Registrant’s telephone number, including area code: (508) 373-1100

Not Applicable
(Former Name or Former Address, if Changed Since Last Report)


Check the appropriate box below if the Form 8-K filing is intended to simultaneously satisfy the filing obligation of the registrant under any of the following provisions:

□ Written communications pursuant to Rule 425 under the Securities Act (17 CFR 230.425)

□ Soliciting material pursuant to Rule 14a-12 under the Exchange Act (17 CFR 240.14a-12)

□ Pre-commencement communications pursuant to Rule 14d-2(b) under the Exchange Act
(17 CFR 240.14d-2(b))

□ Pre-commencement communications pursuant to Rule 13e-4(c) under the Exchange Act
(17 CFR 240.13e-4(c))
 
 










Item 8.01
Other Events

Certain directors and officers of IPG Photonics Corporation (the “Company”) adopt from time to time pre-arranged trading plans (each, a “Plan”) designed to comply with Rule 10b5-1 under the Securities Exchange Act of 1934, as amended, and the Company’s policies regarding stock transactions. Under Rule 10b5-1, directors, officers and other persons who are not in possession of material non-public information may adopt a plan or contract for pre-arranged sales of Company securities under specified conditions and at specified times. Using these Plans, insiders can gradually diversify their investment portfolios, spread stock trades out over an extended period of time to reduce market impact and avoid concerns about transactions occurring at a time when they might possess inside information.
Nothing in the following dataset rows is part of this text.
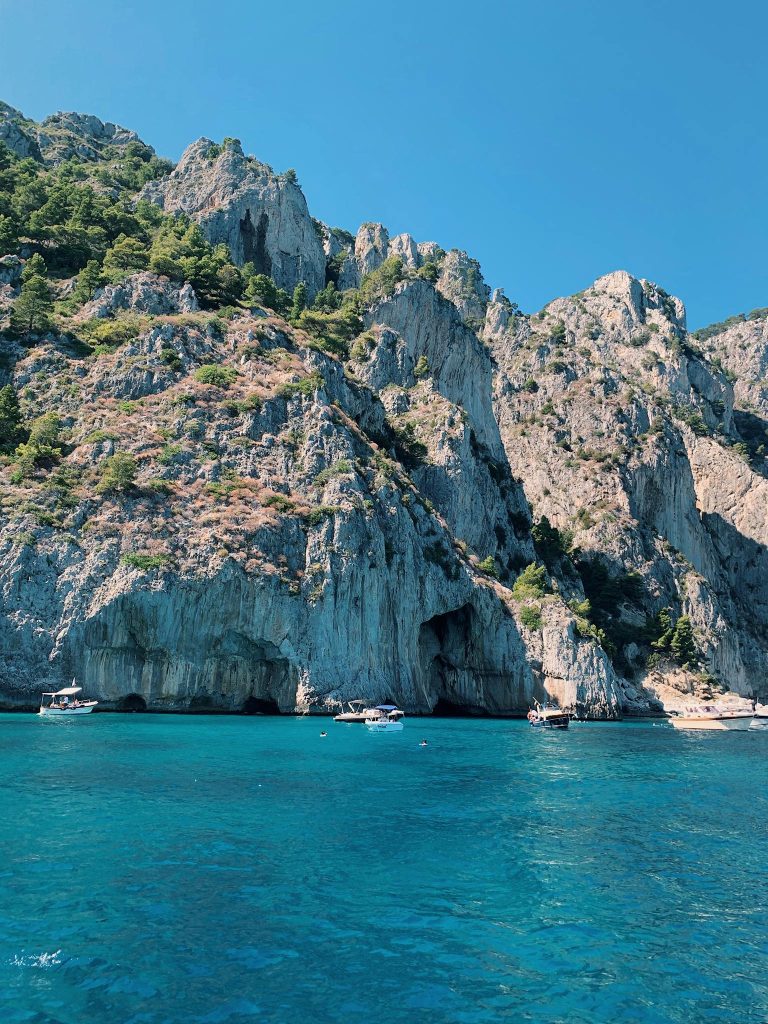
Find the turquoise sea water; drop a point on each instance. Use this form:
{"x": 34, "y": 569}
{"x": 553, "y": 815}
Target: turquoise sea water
{"x": 227, "y": 869}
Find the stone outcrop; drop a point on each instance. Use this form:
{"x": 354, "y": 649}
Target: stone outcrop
{"x": 18, "y": 133}
{"x": 142, "y": 293}
{"x": 292, "y": 561}
{"x": 81, "y": 136}
{"x": 306, "y": 527}
{"x": 260, "y": 215}
{"x": 624, "y": 432}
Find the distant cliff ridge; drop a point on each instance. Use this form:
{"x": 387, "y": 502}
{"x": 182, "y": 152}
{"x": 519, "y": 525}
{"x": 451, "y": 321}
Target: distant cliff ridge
{"x": 249, "y": 461}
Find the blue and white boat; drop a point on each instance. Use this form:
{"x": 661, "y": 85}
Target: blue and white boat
{"x": 385, "y": 718}
{"x": 59, "y": 702}
{"x": 548, "y": 716}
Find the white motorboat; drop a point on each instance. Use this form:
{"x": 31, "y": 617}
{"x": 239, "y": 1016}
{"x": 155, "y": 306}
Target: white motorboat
{"x": 713, "y": 717}
{"x": 548, "y": 716}
{"x": 66, "y": 702}
{"x": 357, "y": 712}
{"x": 384, "y": 718}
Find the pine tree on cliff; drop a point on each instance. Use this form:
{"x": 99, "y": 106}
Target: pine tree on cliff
{"x": 299, "y": 300}
{"x": 32, "y": 309}
{"x": 683, "y": 643}
{"x": 11, "y": 433}
{"x": 89, "y": 279}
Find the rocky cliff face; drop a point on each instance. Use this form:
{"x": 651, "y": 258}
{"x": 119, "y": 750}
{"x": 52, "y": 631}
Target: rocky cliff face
{"x": 311, "y": 521}
{"x": 260, "y": 215}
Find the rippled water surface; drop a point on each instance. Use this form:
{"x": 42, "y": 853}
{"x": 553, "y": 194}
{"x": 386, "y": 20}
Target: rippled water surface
{"x": 228, "y": 869}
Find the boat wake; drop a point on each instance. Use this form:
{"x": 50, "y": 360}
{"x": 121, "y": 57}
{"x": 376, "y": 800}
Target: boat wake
{"x": 43, "y": 961}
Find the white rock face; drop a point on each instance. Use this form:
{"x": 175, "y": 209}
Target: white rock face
{"x": 371, "y": 248}
{"x": 64, "y": 136}
{"x": 462, "y": 284}
{"x": 17, "y": 133}
{"x": 404, "y": 247}
{"x": 261, "y": 216}
{"x": 369, "y": 595}
{"x": 595, "y": 399}
{"x": 312, "y": 528}
{"x": 143, "y": 293}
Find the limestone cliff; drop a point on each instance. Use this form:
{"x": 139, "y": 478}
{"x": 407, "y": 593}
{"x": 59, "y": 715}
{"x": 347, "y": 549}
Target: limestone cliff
{"x": 411, "y": 491}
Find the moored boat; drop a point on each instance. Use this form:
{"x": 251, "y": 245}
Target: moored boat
{"x": 714, "y": 717}
{"x": 384, "y": 718}
{"x": 548, "y": 716}
{"x": 65, "y": 702}
{"x": 357, "y": 712}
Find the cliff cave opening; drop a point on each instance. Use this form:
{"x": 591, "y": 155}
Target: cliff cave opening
{"x": 254, "y": 243}
{"x": 132, "y": 701}
{"x": 446, "y": 656}
{"x": 257, "y": 706}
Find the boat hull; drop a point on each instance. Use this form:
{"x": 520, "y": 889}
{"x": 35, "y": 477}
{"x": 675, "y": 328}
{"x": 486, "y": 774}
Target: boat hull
{"x": 85, "y": 709}
{"x": 735, "y": 724}
{"x": 560, "y": 722}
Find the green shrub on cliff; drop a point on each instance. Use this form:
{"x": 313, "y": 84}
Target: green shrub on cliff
{"x": 118, "y": 473}
{"x": 32, "y": 309}
{"x": 530, "y": 616}
{"x": 381, "y": 283}
{"x": 11, "y": 430}
{"x": 531, "y": 583}
{"x": 144, "y": 562}
{"x": 488, "y": 566}
{"x": 216, "y": 375}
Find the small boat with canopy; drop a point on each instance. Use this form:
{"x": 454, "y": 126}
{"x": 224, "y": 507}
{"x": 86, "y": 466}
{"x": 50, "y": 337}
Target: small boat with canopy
{"x": 66, "y": 701}
{"x": 357, "y": 712}
{"x": 548, "y": 716}
{"x": 384, "y": 718}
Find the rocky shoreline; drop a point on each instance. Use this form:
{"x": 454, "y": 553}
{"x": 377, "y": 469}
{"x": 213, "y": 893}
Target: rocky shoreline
{"x": 348, "y": 466}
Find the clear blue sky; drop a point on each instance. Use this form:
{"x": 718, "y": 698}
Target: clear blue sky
{"x": 554, "y": 140}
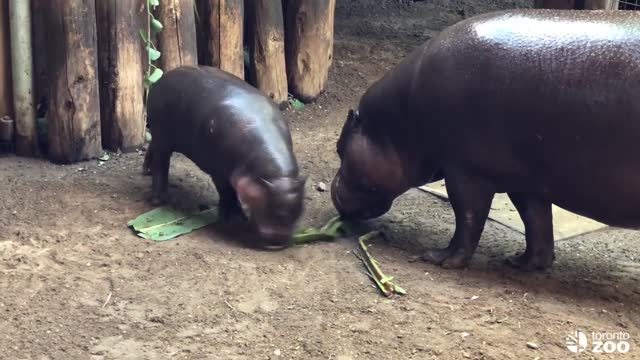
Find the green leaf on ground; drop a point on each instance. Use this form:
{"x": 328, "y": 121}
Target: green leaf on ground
{"x": 329, "y": 231}
{"x": 156, "y": 25}
{"x": 165, "y": 223}
{"x": 382, "y": 281}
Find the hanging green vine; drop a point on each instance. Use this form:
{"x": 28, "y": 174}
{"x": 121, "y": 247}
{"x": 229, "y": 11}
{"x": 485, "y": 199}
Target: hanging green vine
{"x": 153, "y": 73}
{"x": 154, "y": 26}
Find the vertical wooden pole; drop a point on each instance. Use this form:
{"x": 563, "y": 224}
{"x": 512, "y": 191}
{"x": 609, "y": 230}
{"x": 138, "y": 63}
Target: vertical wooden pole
{"x": 6, "y": 98}
{"x": 555, "y": 4}
{"x": 226, "y": 32}
{"x": 40, "y": 39}
{"x": 309, "y": 46}
{"x": 177, "y": 41}
{"x": 120, "y": 68}
{"x": 266, "y": 33}
{"x": 22, "y": 78}
{"x": 74, "y": 106}
{"x": 601, "y": 4}
{"x": 202, "y": 32}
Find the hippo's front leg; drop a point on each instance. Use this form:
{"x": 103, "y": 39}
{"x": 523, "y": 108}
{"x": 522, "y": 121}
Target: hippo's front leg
{"x": 538, "y": 225}
{"x": 229, "y": 207}
{"x": 471, "y": 201}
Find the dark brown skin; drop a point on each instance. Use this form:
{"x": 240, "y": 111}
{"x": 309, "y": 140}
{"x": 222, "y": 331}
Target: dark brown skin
{"x": 238, "y": 136}
{"x": 538, "y": 104}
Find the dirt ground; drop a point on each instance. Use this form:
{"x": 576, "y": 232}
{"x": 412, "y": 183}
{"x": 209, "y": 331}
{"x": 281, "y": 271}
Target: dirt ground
{"x": 76, "y": 283}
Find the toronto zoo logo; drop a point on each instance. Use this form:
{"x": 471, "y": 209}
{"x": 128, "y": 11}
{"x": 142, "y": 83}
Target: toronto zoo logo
{"x": 600, "y": 342}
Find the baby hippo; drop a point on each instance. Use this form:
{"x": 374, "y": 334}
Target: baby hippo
{"x": 238, "y": 136}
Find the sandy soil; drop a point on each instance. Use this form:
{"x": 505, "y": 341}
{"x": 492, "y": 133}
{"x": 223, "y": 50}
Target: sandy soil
{"x": 75, "y": 283}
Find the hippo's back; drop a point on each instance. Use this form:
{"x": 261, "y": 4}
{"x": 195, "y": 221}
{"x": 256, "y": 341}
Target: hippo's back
{"x": 541, "y": 100}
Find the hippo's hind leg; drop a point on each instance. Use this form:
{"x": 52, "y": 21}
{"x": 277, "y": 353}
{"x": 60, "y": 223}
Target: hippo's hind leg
{"x": 148, "y": 159}
{"x": 471, "y": 199}
{"x": 537, "y": 218}
{"x": 159, "y": 159}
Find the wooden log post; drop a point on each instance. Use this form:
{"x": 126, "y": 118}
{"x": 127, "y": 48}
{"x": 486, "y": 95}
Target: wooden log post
{"x": 74, "y": 106}
{"x": 40, "y": 39}
{"x": 6, "y": 98}
{"x": 120, "y": 58}
{"x": 309, "y": 46}
{"x": 555, "y": 4}
{"x": 226, "y": 32}
{"x": 177, "y": 41}
{"x": 266, "y": 35}
{"x": 22, "y": 78}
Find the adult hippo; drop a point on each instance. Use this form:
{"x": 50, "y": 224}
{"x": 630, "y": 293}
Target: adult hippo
{"x": 539, "y": 104}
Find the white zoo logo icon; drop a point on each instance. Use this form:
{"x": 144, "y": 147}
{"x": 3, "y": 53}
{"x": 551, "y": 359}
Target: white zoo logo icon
{"x": 577, "y": 342}
{"x": 601, "y": 342}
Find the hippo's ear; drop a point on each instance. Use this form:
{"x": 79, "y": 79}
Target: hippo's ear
{"x": 302, "y": 180}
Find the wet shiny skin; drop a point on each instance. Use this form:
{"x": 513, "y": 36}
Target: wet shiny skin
{"x": 539, "y": 104}
{"x": 238, "y": 136}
The Plan adopted by Paolo Sinni, Vice President, Treasurer, provides for the sale of up to a total of 2,250 shares over a period ending December 2014, unless terminated sooner in certain circumstances. Of these shares, all would be acquired through the exercise of stock options. Shares will be sold under the Plan on the open market at prevailing market prices, subject to minimum price thresholds.

The Plan adopted by George BuAbbud, Vice President-Components, provides for the sale of up to a total of 17,375 shares over a period ending March 2015, unless terminated sooner in certain circumstances. Of these shares, 16,125 shares would be acquired through the exercise of stock options. Shares will be sold under the Plan on the open market at prevailing market prices, subject to minimum price thresholds.

The Plan adopted by Timothy P.V. Mammen, Chief Financial Officer and Senior Vice President, provides for the sale of up to a total of 32,499 shares over a period ending March 2015, unless terminated sooner in certain circumstances. Of these shares, 27,500 shares would be acquired through the exercise of stock options. Shares will be sold under the Plan on the open market at prevailing market prices, subject to minimum price thresholds.

The Plan adopted by Alexander Ovtchinnikov, Senior Vice President, Components, provides for the sale of up to a total of 70,666 shares over a period ending April 2015, unless terminated sooner in certain circumstances. Of these shares, 26,250 shares would be acquired through the exercise of stock options. Shares will be sold under the Plan on the open market at prevailing market prices, subject to minimum price thresholds.

The Plan adopted by William Krupke, Director, provides for the sale of up to a total of 13,167 shares over a period ending September 2014, unless terminated sooner in certain circumstances. Of these shares, all would be acquired through the exercise of stock options. Shares will be sold under the Plan on the open market at prevailing market prices, subject to minimum price thresholds.

The Plan adopted by Angelo P. Lopresti, Senior Vice President, General Counsel and Secretary, provides for the sale of up to a total of 46,250 shares over a period ending March 2015, unless terminated sooner in certain circumstances. Of these shares, all would be acquired through the exercise of stock options. Shares will be sold under the Plan on the open market at prevailing market prices, subject to minimum price thresholds.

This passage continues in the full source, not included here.